Estimating the win probability in a hockey game
Date
Authors
Journal Title
Journal ISSN
Volume Title
Publisher
Abstract
When a hockey game is being played, its data comes continuously. Therefore, it is possible to use the stream mining method to estimate the win probability (WP) of a team once the game begins. Based on 8 seasons’ data of NHL from 2003-2014, we provide three methods to estimate the win probability in a hockey game.
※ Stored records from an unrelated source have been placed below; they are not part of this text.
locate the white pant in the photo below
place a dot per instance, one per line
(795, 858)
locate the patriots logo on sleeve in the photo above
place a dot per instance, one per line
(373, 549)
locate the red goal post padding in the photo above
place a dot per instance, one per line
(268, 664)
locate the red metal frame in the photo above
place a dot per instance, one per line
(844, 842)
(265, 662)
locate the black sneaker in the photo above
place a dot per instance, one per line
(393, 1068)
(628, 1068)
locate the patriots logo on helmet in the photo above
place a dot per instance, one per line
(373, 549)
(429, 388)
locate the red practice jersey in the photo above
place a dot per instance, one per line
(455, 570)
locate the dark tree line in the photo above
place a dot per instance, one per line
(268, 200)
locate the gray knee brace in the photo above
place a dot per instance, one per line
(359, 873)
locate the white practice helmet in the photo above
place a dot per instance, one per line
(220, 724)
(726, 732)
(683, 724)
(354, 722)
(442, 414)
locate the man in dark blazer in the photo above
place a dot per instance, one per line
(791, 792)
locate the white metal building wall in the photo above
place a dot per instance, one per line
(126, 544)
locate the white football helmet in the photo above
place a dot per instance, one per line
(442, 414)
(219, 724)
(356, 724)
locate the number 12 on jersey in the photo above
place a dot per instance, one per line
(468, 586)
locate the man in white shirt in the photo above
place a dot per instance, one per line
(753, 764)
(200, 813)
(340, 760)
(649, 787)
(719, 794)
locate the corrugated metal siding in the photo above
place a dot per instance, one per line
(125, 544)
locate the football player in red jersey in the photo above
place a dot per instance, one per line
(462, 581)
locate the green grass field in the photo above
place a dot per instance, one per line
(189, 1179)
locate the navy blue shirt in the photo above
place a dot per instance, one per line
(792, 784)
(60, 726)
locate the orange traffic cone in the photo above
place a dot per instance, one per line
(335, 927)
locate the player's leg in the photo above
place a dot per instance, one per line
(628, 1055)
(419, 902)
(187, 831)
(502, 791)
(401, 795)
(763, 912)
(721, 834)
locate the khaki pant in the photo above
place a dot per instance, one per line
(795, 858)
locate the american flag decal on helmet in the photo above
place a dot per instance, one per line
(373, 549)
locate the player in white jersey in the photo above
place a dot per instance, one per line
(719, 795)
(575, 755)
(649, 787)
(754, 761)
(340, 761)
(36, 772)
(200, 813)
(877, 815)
Win probability calculation method based on statistics is the first model, which is built based on the summary of the historical data. Win probability calculation method based on data mining classification technique is the second model. In this model, we implemented some data classification algorithms on our data and compared the results, then chose the best algorithm to build the win probability model. Naive Bayes, SVM, VFDT, and Random Tree data classification methods have been compared in this thesis on the hockey dataset. We used stream mining technique in our last model, which is a real time prediction model, which can be interpreted as a trainingupdate- training model. Every 20 events in a hockey game are split as a window. We use the last window as the training data set to get decision tree rules used for classifying the current window. Then a parameter can be calculated by the rules trained by these two windows. This parameter can tell us which rule is better than another to train the next window. In our models the variables time, leadsize, number of shots, number of misses, number of penalties are combined to calculate the win probability. Our WP estimates can provide useful evaluations of plays, prediction of game result and in some cases, guidance for coach decisions.